S’il ne s’est pas exprimé directement sur la grève des libéraux – et une éventuelle revalorisation du C – le président a affirmé, lors de sa visite matinale, « entendre » les demandes des libéraux « qui ont leur part de légitimité ».
Plus fort, plus vite sur les délégations !
Emmanuel Macron ambitionne d'aller « plus vite et plus fort » sur les transferts de compétences. « Les Français devront avoir recours à d’autres professionnels (que les médecins) pour renouveler leurs ordonnances pour des maladies chroniques, pour le dépistage », imagine-t-il. Selon le président, « beaucoup de généralistes devraient déléguer deux ou trois ordonnances par an à l’infirmier référent ou au pharmacien référent », pense-t-il, tout en exhortant à ce qu’il n’y ait « pas de conflit entre les professions ». Il veut croire que le dialogue avec les paramédicaux permettra au médecin de trouver « la bonne fréquence ». « S'ils sont malins, ils délèguent les actes aux paramédicaux, les actes qui ont le moins de valeur », a-t-il même avancé.
Une équipe traitante pour tous les patients en ALD
Pour le chef de l'État, « le médecin traitant doit être la porte d’entrée mais pas le verrou de notre système. D’ici à la fin de l’année, 600 000 patients en affection de longue durée se verront proposer un médecin traitant ou plus exactement une équipe de référence », a-t-il promis.
Autres gains de temps envisagés par le président : mettre fin aux certificats « inutiles », mais aussi déverrouiller davantage la téléconsultation en supprimant le seuil de 20 % d’activité à distance, « pas une bonne idée » tranche Emmanuel Macron.
Haro sur les patients abusifs
Enfin, le chef de l’État a lancé une charge contre certains patients « qui gaspillent le temps médical par désinvolture », citant la multiplication des rendez-vous non honorés ou les recours « abusifs » aux urgences. « On doit mettre fin à un système où le respect n'a plus cours parce qu’on ne paye pas », lance-t-il.
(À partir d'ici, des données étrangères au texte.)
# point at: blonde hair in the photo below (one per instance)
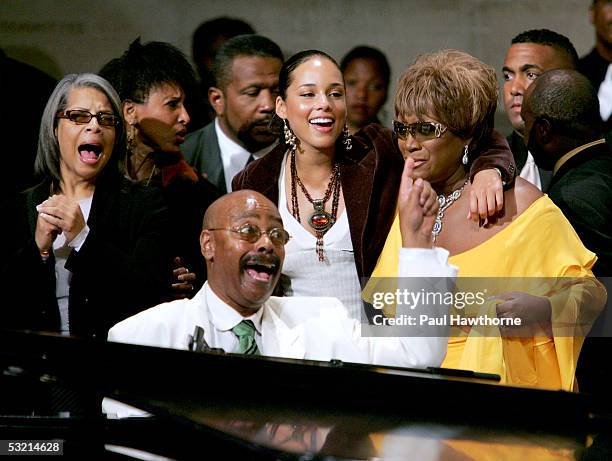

Une réflexion sera donc menée avec l’Assurance-maladie pour « responsabiliser les patients », annonce le président.
« Je suis au côté de l’hôpital, nous avons besoin de vous », a conclu Emmanuel Macron, conscient que ces annonces vont « changer beaucoup d'habitudes ». Une équipe dédiée à ces chantiers sera mise en place au ministère de la Santé.
Quelques heures avant ses vœux, le président a échangé dans la matinée, pendant près de deux heures, avec les soignants du Centre Hospitalier Sud Francilien. « On vous attend comme le Messie ! », a lancé l’un d'eux en direction d’Emmanuel Macron. « Dites-moi ce qui ne va pas », a insisté Emmanuel Macron à plusieurs reprises. Infirmiers, médecins, internes ou personnels administratifs : tous ont fait part au chef de l’État des maux de l’hôpital public, de leur épuisement, du déficit de moyens ou du manque de lits d’aval.
Alors qu’à Corbeil-Essonnes, 110 postes de soignants sont vacants, « on a l’impression de ne plus être capables de travailler avec la qualité qu’on voudrait apporter au patient », explique l’un d’eux au président. « Nos salaires n’ont pas été revalorisés depuis des années, le Ségur est arrivé trop tard », témoigne Cécile, secrétaire médicale en réanimation néonatale, à la sortie de sa rencontre avec le président. Un échange avec le chef de l'État qu'elle a trouvé « positif », « à l’écoute ». Pauline, interne au CHSF se dit, elle, « épuisée ». « Nous sommes en détresse psychologique, on a peur, on se sent impuissant », a-t-elle réagi. Quelques minutes avant les annonces du président l’interne espérait « un décompte horaire du temps de travail à l’hôpital, et une revalorisation pérenne des salaires et des gardes ».